The play does win early points for realism as Turturro and Hunt
find numerous subtle shadings in a nasty spat over parental values
provoked by their exasperating six-year-old. That plausibility
doesn't last long, though, as all the rest of the squabbling and
backbiting that follow in the first scene are worthy of the laser
cube and strongly reminiscent of the utterly incredible screaming
fits between straight, self-contained guy-guy friends in Reza's
slick 1998 Broadway hit Art.
The matchup with the visiting couple is
pure sitcom. Hubert (Brent Spiner), a smug senior scientist whose
recommendation Henry needs for promotion, badgers his wife Inez
(Linda Emond) with tritely boorish insults, making it laughable
that a self-possessed beauty like Sonia would ever fall for him.

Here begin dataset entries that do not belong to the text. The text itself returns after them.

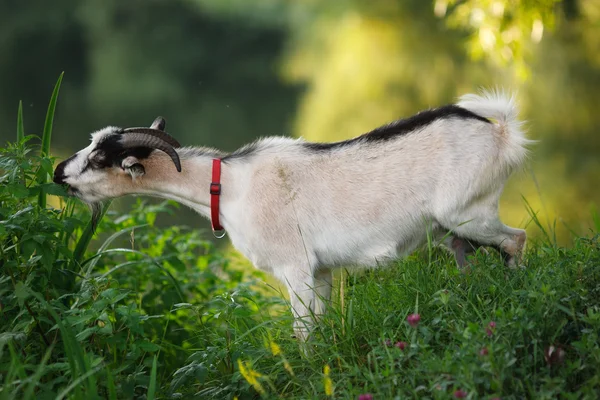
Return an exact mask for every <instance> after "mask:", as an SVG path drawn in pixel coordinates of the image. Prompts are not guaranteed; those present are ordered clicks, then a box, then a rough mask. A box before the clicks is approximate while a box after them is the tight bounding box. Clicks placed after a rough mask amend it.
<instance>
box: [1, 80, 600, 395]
mask: <svg viewBox="0 0 600 400" xmlns="http://www.w3.org/2000/svg"><path fill="white" fill-rule="evenodd" d="M59 82H60V81H59ZM57 87H58V84H57ZM56 94H57V89H56V90H55V95H53V98H55V97H56ZM54 103H55V102H54ZM17 125H18V129H17V132H18V136H17V139H18V140H17V142H16V143H14V144H9V145H7V146H6V147H5V148H0V183H1V184H0V400H4V399H16V398H18V399H56V398H60V399H86V400H89V399H100V398H101V399H111V400H112V399H130V398H147V399H160V398H202V399H204V398H214V399H233V398H238V399H256V398H298V399H307V398H310V399H312V398H323V399H325V398H338V399H346V398H349V399H353V398H354V399H356V398H359V396H360V395H366V394H372V395H373V398H375V399H391V398H432V399H449V398H453V397H455V396H456V395H462V394H464V395H465V396H468V397H470V398H484V399H491V398H495V397H501V398H503V399H510V398H515V399H517V398H549V399H550V398H577V399H580V398H590V399H594V398H598V397H599V396H600V341H599V339H598V332H600V235H599V234H598V230H597V229H598V227H600V225H599V224H598V223H597V221H598V220H599V219H598V214H597V212H596V213H593V215H592V217H591V218H592V220H593V221H596V227H597V229H596V231H594V232H589V234H588V235H587V237H580V238H575V239H574V240H573V243H572V246H570V247H569V248H560V247H557V246H556V245H555V244H553V243H555V242H554V241H553V234H552V232H551V231H550V232H545V231H544V229H545V228H544V227H543V226H542V225H541V224H539V221H537V219H536V217H535V213H534V212H533V210H531V215H532V222H533V224H532V226H533V227H535V226H537V228H536V229H538V231H539V235H538V237H539V238H540V239H538V240H532V241H530V243H529V246H528V249H527V252H526V254H525V257H524V261H523V264H524V268H522V269H515V270H511V269H507V268H506V267H505V266H504V265H503V264H502V262H501V259H500V256H499V255H498V254H497V253H495V252H494V251H490V253H489V254H486V253H484V252H479V253H478V254H476V255H475V256H473V258H472V259H471V268H470V270H469V271H468V272H467V273H460V272H459V271H458V270H457V269H456V267H455V264H454V260H453V259H452V258H451V257H450V256H449V255H448V254H447V253H446V252H444V251H441V250H437V249H436V248H435V247H432V246H427V248H425V249H422V250H421V251H419V252H417V253H416V254H414V255H412V256H411V257H409V258H408V259H406V260H400V261H398V262H395V263H393V264H392V265H390V266H388V267H387V268H382V269H378V270H367V271H361V272H357V273H350V274H348V273H343V274H340V273H338V274H337V279H336V281H335V286H336V290H335V291H334V296H333V300H332V302H331V305H330V307H329V309H328V311H327V313H326V315H324V316H323V317H322V318H321V319H320V321H319V323H318V324H317V325H316V328H315V330H314V332H313V334H312V337H311V340H310V341H309V343H308V344H306V345H302V344H300V343H298V342H297V341H296V340H295V339H292V338H291V334H292V330H291V322H292V321H291V313H290V312H289V311H288V308H287V305H286V303H285V301H284V300H283V296H281V295H280V293H277V291H276V290H274V289H273V288H270V287H268V285H266V284H265V283H264V281H263V278H264V276H263V275H261V274H260V273H258V272H256V271H253V270H250V269H248V270H245V269H244V270H241V269H239V268H233V267H231V266H230V265H229V261H228V257H227V255H224V254H222V253H221V252H220V251H218V250H217V249H215V248H214V247H213V246H212V244H211V243H210V242H208V241H207V240H206V238H208V237H209V235H210V234H209V233H208V232H198V231H197V230H194V229H190V228H185V227H177V226H175V227H167V228H158V227H157V225H156V221H157V219H158V220H160V219H161V218H165V219H166V220H168V215H169V214H170V213H172V212H174V209H175V208H176V205H175V204H173V203H169V202H166V203H161V204H148V203H144V202H141V201H138V202H137V203H136V204H135V206H134V207H133V208H132V209H130V210H127V211H122V212H119V213H117V212H115V211H110V210H108V211H106V210H107V209H105V210H104V211H105V212H106V214H105V215H104V218H103V219H102V221H101V222H100V224H99V226H98V233H97V234H96V236H94V237H92V229H91V226H90V225H89V223H88V221H89V218H90V216H89V211H88V210H87V208H86V207H84V206H82V205H81V204H79V203H78V202H77V201H74V200H72V199H68V198H66V197H65V193H64V191H63V190H62V188H60V187H57V186H56V185H54V184H52V183H46V182H45V181H44V182H42V181H40V179H39V178H40V176H41V174H44V173H48V170H49V167H48V166H50V170H51V166H52V164H53V162H54V160H53V159H52V157H50V156H49V155H48V153H47V152H46V153H44V152H43V151H42V152H41V153H40V152H39V151H34V150H40V149H38V148H37V146H42V145H36V138H35V137H32V136H24V134H23V128H22V127H23V119H22V113H21V112H19V117H18V124H17ZM44 137H46V136H44ZM42 143H45V142H43V141H42ZM44 145H45V144H44ZM42 194H43V196H44V199H45V197H46V194H53V195H57V196H60V197H59V198H60V199H61V202H62V203H61V204H62V205H61V207H59V208H58V209H54V208H52V207H45V206H43V205H41V204H40V203H39V198H40V196H41V195H42ZM54 204H56V203H54ZM524 206H525V205H524ZM536 224H537V225H536ZM340 293H342V294H343V295H341V294H340ZM413 313H418V314H419V315H420V317H421V319H420V322H419V324H418V326H416V327H412V326H410V325H409V324H408V323H407V321H406V318H407V316H408V315H410V314H413ZM400 342H404V344H403V345H402V347H403V348H402V349H401V348H399V347H397V346H396V344H397V343H398V346H400V345H399V343H400ZM551 348H553V349H554V350H553V352H552V354H551V356H550V357H548V353H549V352H550V349H551ZM363 398H365V397H363Z"/></svg>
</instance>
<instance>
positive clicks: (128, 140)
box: [120, 131, 181, 172]
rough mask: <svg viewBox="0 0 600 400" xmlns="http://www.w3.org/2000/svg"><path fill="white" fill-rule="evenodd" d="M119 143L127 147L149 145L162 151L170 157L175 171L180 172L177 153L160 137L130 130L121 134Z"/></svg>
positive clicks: (147, 145) (174, 149) (180, 167)
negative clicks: (166, 153)
mask: <svg viewBox="0 0 600 400" xmlns="http://www.w3.org/2000/svg"><path fill="white" fill-rule="evenodd" d="M120 143H121V145H122V146H123V147H124V148H126V149H128V148H132V147H149V148H151V149H156V150H161V151H164V152H165V153H167V154H168V155H169V157H171V160H173V163H174V164H175V168H177V172H181V162H180V161H179V154H177V152H176V151H175V149H174V148H173V146H171V144H170V143H168V142H167V141H165V140H163V139H162V138H160V137H158V136H155V135H150V134H147V133H143V132H137V131H136V132H132V133H127V134H126V135H123V136H121V141H120Z"/></svg>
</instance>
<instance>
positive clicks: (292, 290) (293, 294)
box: [278, 267, 316, 342]
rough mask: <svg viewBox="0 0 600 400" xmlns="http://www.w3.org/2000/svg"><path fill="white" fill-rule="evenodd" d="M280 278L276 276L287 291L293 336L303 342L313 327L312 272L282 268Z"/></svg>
mask: <svg viewBox="0 0 600 400" xmlns="http://www.w3.org/2000/svg"><path fill="white" fill-rule="evenodd" d="M282 272H283V274H282V276H278V278H279V280H280V281H282V282H283V283H284V284H285V285H286V287H287V290H288V293H289V295H290V304H291V306H292V315H293V316H294V324H293V326H294V335H295V336H296V338H298V339H300V340H301V341H303V342H305V341H306V340H307V339H308V336H309V334H310V330H311V328H312V325H313V314H314V313H313V309H314V307H315V304H314V303H315V297H316V296H315V289H314V286H315V279H314V277H313V273H312V271H304V270H303V269H301V268H294V267H289V268H283V269H282Z"/></svg>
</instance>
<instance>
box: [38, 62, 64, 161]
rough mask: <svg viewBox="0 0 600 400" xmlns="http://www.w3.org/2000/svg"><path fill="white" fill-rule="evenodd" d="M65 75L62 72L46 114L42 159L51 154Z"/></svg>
mask: <svg viewBox="0 0 600 400" xmlns="http://www.w3.org/2000/svg"><path fill="white" fill-rule="evenodd" d="M64 74H65V73H64V72H61V74H60V76H59V77H58V80H57V81H56V85H54V90H53V91H52V97H50V103H49V104H48V111H47V112H46V121H45V122H44V134H43V136H42V150H41V153H40V155H41V156H42V157H44V156H47V155H49V154H50V140H51V138H52V125H53V123H54V111H55V110H56V101H57V100H58V92H59V90H60V84H61V83H62V77H63V75H64Z"/></svg>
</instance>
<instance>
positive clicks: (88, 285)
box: [0, 119, 267, 399]
mask: <svg viewBox="0 0 600 400" xmlns="http://www.w3.org/2000/svg"><path fill="white" fill-rule="evenodd" d="M19 120H20V119H19ZM20 121H21V120H20ZM21 124H22V122H20V123H19V125H21ZM19 130H20V128H19ZM35 140H36V138H35V137H33V136H26V137H24V138H23V139H22V140H20V141H19V142H18V143H15V144H9V145H8V147H6V148H2V149H0V182H1V184H0V265H1V270H0V288H1V289H0V316H1V320H0V332H2V333H1V334H0V382H1V387H0V398H2V399H12V398H16V397H24V398H26V399H29V398H36V399H54V398H74V399H80V398H93V399H94V398H106V397H108V398H133V397H140V396H142V397H143V396H146V393H147V392H148V398H152V397H153V396H154V395H155V394H156V393H157V392H164V388H165V386H164V385H165V383H164V382H165V381H167V382H168V380H169V379H171V376H172V371H174V370H175V369H176V368H178V367H180V366H181V365H183V364H184V363H185V360H186V359H187V356H188V353H189V349H190V348H195V347H196V346H198V345H202V346H205V342H204V339H203V338H202V337H197V332H198V328H197V325H198V324H200V325H201V326H203V327H204V328H205V329H207V330H208V329H210V330H211V331H212V332H214V333H215V334H217V333H219V332H221V333H225V332H226V331H227V327H226V326H225V325H224V323H223V321H222V320H221V319H218V317H216V318H215V317H213V316H214V314H216V311H215V310H220V309H222V308H223V304H222V303H223V301H225V300H226V301H227V307H232V306H233V308H232V310H234V308H239V309H244V310H246V309H247V310H256V307H258V306H260V304H261V303H260V302H253V303H250V302H249V300H248V299H247V298H250V297H251V296H252V294H253V289H252V279H251V276H249V275H250V274H248V273H245V272H243V271H238V270H233V269H231V268H230V267H228V265H227V262H226V261H225V260H224V259H223V258H222V257H221V256H220V255H219V254H218V252H216V251H215V250H214V249H213V247H212V244H211V243H210V242H208V241H206V240H203V239H202V238H201V234H200V233H199V232H198V231H193V230H189V229H187V228H183V227H171V228H168V229H158V228H157V227H156V225H155V221H156V219H157V217H158V216H159V215H161V214H165V213H171V212H172V208H173V207H174V205H173V204H169V203H167V202H165V203H161V204H157V205H150V204H147V203H145V202H142V201H138V202H137V203H136V205H135V206H134V207H133V209H132V210H131V212H129V213H125V214H124V215H119V216H117V215H116V214H115V213H114V212H113V213H111V212H109V213H108V214H107V216H108V218H106V219H105V220H104V221H103V222H102V223H101V224H100V226H99V228H98V236H99V237H100V238H102V239H101V242H100V243H97V244H96V247H97V248H96V250H94V251H91V252H89V251H88V253H87V256H86V257H85V258H84V259H79V258H78V257H77V255H76V254H75V252H76V249H78V248H81V247H82V246H81V242H82V241H83V242H86V243H87V238H86V236H85V235H86V233H85V232H86V231H85V228H86V220H88V219H89V212H88V211H87V210H86V209H85V208H82V206H81V205H80V204H79V203H78V202H77V201H74V200H73V199H68V200H66V203H63V204H64V205H63V207H62V209H60V210H58V209H54V208H45V207H44V208H42V207H40V205H39V202H38V201H37V200H38V198H39V196H40V195H43V196H44V197H45V196H46V195H47V194H51V195H58V196H61V198H64V197H65V196H66V193H65V191H64V189H63V188H62V187H60V186H57V185H55V184H53V183H40V182H43V180H42V179H40V177H41V176H46V175H47V174H50V175H51V174H52V172H53V162H54V159H53V158H52V157H49V156H48V155H45V154H43V153H42V155H38V152H39V151H38V150H39V149H38V147H37V146H31V143H32V142H33V141H35ZM55 200H56V198H55ZM55 204H56V203H55ZM115 232H116V233H115ZM109 233H110V234H109ZM85 247H86V245H84V246H83V248H84V250H85ZM243 278H245V279H244V281H245V283H243V284H242V283H241V282H242V280H243ZM249 278H250V279H249ZM245 296H246V297H245ZM189 301H194V302H197V304H201V306H197V307H196V308H195V309H194V310H193V311H192V310H191V309H189V308H188V307H187V305H188V304H189V303H188V302H189ZM264 301H267V299H266V298H265V300H264ZM234 311H235V310H234ZM235 313H236V315H238V314H239V320H240V321H242V320H243V321H244V322H243V324H244V325H245V326H251V325H253V324H254V323H253V322H252V321H253V320H254V319H255V318H256V315H255V314H253V313H250V312H249V311H247V312H246V313H245V314H243V313H242V314H243V315H242V314H240V311H239V310H238V311H235ZM207 315H211V317H207ZM241 323H242V322H240V324H241ZM158 366H160V368H158ZM159 382H160V386H159V385H158V383H159Z"/></svg>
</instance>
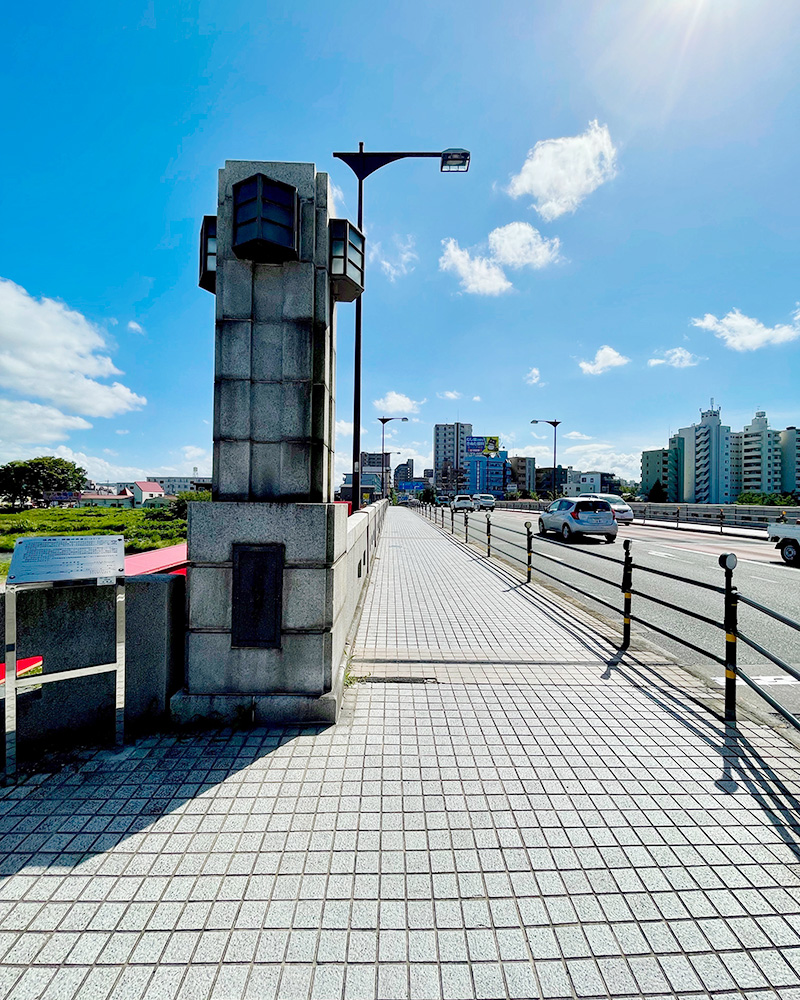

Meanwhile, Hubert harbors casual malice toward Henry. Knowing
that the latter hasn't published in three years, Hubert drops
the bombshell that the paper he's staked his future on has probably
been scooped by Mexican scientists. The only apparent motive for
this malice is the provocation of snickers among anti-intellectual
spectators thrilled by the circumstance's exaggerated publish-or-perish
terror. Other would-be metaphysical mysteries include: why do
the guests decide to stay and munch Cheeze-Its and chocolate fingers
rather than reschedule the dinner? And why don't their hosts,
both worldly professionals, think of ordering take-out? But perhaps
I've rushed to judgement. Let me try again.
Because Yasmina Reza's Life (x) 3
is a play that keeps starting over, with mostly unremarkable dialogue
by indifferently conceived characters who occasionally wax astrophysical,
the only source of clues to its putative larger game is in the
differences between the scenes. The second time through, the scenario
is just as implausible, with Henry getting sloppily drunk and
aggressive, and Hubert defending himself well enough until much
maligned Inez points up his disingenuousness and leaves the party
in hysterical tears. The third variation takes a wholly new contemplative
tone, beginning with a sweeping philosophical monologue by Hubert
regarding the humane grandeur of cosmological study and integrated
scientific knowledge and continuing with a manic-depressive collapse
into melancholy on Henry's part. Hubert drops his news about the
Mexicans, but Henry takes it with equanimity and we learn later
that it's not career-shattering after all. In a casual inspection
of the nature of manic depression, we find out that neither Hubert's
two-facedness nor Sonia's infidelity are really the cause
of Henry's depression.
The implication (supporting my earlier
surmise) is that Reza had no deeper subject to begin with but
eventually found one that felt hip and philosophical enough to
suffice as content for those who don't look or listen too hard:
randomness. Often, things go wrong without anyone being able to
say exactly why. Eureka! Life (at least when replicated three
times) isn't a melodrama or a sitcom. As Henry says about his
research on "the shape of dark-matter halos," sometimes an object
really is as flat as it looks, even when scores of intelligent
people insist that must be three-dimensional.